I remember living in slums (now expensive condos) in Boston while going to the New England Conservatory. My apartment building shared an alley with drug dealers and prostitutes, so we heard a LOT of noise in those days. The second day I lived there the abandoned place across the street where many of those people lived burned, and five of them died. Welcome to Boston, Roger. Rent was $75 a week. There was a woman who always sat on the front steps next door and greeted us as we left or came home “bl*job-fa-bucks.” She had her top and bottom front teeth missing. Ah culture!
It wasn’t that long ago that those neighbors carried around enormous cassette machines, then called “ghetto blasters” — a name that has faded away but said what it did. A guy was increasingly cool depending on how loud and obnoxious his boom box (the new term) was. Eventually they put signs on buses banning them.
At any rate, one night at 2:30 in the morning a pimp and one of his girls started fighting. They turned up Donna Summers’ latest album beyond loud. Everyone was sticking their head out windows saying SHUT UP! and KNOCK IT OFF to no avail. Nerd music major Roger Bourland decides to fight fire with fire. I found my Morton Subotnick TOUCH album, put the speakers in my window and cranked it.
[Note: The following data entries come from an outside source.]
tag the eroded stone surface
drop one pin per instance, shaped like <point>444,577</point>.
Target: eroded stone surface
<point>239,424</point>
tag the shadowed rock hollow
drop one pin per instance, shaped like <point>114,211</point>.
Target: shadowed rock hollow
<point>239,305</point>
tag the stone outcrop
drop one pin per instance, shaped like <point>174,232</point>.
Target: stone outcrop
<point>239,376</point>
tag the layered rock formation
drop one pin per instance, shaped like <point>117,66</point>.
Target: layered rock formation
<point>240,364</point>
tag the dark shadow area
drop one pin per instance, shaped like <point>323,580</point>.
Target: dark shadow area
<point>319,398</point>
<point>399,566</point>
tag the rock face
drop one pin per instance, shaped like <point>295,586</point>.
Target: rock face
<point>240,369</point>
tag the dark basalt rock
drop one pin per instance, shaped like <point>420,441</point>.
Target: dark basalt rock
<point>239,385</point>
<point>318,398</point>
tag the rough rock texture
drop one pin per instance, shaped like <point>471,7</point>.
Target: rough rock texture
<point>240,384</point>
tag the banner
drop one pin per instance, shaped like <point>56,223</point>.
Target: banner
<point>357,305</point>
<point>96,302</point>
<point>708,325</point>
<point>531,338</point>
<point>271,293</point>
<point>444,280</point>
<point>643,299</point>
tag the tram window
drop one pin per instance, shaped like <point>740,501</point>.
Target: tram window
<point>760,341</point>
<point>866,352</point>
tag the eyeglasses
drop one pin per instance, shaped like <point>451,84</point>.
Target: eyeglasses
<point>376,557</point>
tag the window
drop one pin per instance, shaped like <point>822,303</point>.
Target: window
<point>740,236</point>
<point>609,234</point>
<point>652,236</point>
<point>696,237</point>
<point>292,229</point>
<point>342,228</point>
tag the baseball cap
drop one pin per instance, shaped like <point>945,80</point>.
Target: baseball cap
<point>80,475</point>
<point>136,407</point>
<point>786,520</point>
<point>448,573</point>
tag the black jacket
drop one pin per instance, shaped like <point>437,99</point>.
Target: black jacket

It didn’t work. It just made my neighbors crankier.
A few years before that, we had some neighbors over for dinner. And they wouldn’t go home. Yawning, stretching, looking at the clock or referring to that early music theory class tomorrow didn’t work. But mentioning music gave me an idea of how to get rid of them. I put on Arnold Schoenberg’s PIERROT LUNAIRE, guaranteed to send a novice shrieking to the door. It worked!, Ok it took three songs in, but it worked.